Agri- et aquaculture s'adaptent au changement climatique au Bénin

La culture de contre saison a permis d’augmenter les rendements des agriculteurs d’environ 40%. Photo: Elsie Assogba / PNUD au Bénin

Emilienne Houson, 30 ans, habite le  village de Houedo-wo bordant le fleuve Ouémé au sud du Bénin. Depuis qu’elle s’est lancée dans la  culture de contre saison, elle n’a plus aucun problème à subvenir aux besoins de ses quatre enfants. « Nous investissons environ 50 dollars EU pour cultiver un hectare de piments chaque année. Quand nous aurons payé nos dettes, nous achèterons une parcelle de l'autre côté de la rivière, pour ne pas être inondés."

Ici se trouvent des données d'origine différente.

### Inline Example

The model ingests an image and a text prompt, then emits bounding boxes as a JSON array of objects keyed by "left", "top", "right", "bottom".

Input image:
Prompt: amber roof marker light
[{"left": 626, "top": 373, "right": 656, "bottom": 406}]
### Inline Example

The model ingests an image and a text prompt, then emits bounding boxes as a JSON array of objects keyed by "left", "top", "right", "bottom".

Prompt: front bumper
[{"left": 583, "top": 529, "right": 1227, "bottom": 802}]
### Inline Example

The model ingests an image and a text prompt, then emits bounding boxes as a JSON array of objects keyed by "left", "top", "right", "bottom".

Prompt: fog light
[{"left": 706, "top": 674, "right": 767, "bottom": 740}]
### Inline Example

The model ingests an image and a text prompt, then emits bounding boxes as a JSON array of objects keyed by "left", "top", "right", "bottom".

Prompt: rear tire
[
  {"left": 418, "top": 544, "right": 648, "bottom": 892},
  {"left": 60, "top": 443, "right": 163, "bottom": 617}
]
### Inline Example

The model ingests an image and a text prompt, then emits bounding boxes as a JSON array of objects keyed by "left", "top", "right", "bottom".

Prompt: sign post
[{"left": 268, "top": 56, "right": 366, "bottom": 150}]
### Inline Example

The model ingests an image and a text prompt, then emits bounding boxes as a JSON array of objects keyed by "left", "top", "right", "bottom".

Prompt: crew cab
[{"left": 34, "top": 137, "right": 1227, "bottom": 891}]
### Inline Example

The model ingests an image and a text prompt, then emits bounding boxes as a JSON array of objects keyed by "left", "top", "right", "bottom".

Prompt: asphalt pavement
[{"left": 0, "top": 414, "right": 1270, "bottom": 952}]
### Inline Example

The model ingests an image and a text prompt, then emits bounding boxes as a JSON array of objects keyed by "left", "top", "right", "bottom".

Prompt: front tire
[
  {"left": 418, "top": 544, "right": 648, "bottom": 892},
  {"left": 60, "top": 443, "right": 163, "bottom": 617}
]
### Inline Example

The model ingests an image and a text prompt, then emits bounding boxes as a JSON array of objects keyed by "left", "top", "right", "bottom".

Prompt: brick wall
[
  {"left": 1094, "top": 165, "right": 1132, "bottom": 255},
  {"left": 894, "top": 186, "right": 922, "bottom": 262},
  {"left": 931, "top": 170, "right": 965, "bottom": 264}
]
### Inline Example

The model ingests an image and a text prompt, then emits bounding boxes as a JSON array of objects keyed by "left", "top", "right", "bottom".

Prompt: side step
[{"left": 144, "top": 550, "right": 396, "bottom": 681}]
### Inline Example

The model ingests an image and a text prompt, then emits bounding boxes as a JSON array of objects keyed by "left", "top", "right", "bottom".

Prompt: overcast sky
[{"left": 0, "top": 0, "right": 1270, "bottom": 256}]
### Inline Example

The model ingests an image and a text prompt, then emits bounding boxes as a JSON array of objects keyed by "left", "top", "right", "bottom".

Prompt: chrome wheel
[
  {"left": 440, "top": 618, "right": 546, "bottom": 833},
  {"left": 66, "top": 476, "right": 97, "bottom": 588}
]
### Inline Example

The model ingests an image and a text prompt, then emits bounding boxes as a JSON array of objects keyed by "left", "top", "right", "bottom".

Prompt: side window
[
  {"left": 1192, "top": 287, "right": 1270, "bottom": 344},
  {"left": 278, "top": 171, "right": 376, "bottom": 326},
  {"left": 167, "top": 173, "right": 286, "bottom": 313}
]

En effet, les eaux du fleuve, autrefois riches en poissons et source de nutriments pour les cultures, ont été fort affectées par le changement climatique ces dernières années. Des inondations de parfois trois mètres de haut en août, septembre et octobre, dévastent les récoltes et polluent l’eau potable.

A retenir

  • Plus de 12 000 personnes dans 9 villages ont bénéficié du projet, dont 4 000 femmes
  • 250 hectares d'espèces forestières à croissance rapide ont été replantés
  • La culture de contre saison a permis d’augmenter les rendements d’environ 40%

L’impact du changement climatique est ressenti dans tout le pays, menaçant les moyens de subsistance des populations pauvres. Mais les choses commencent à changer dans 9 villages pilotes, répartis dans 4 des zones agro-écologiques les plus vulnérables du Bénin, grâce au programme d'adaptation du PNUD, soutenu par le Fonds pour l'environnement mondial (FEM) et le Gouvernement.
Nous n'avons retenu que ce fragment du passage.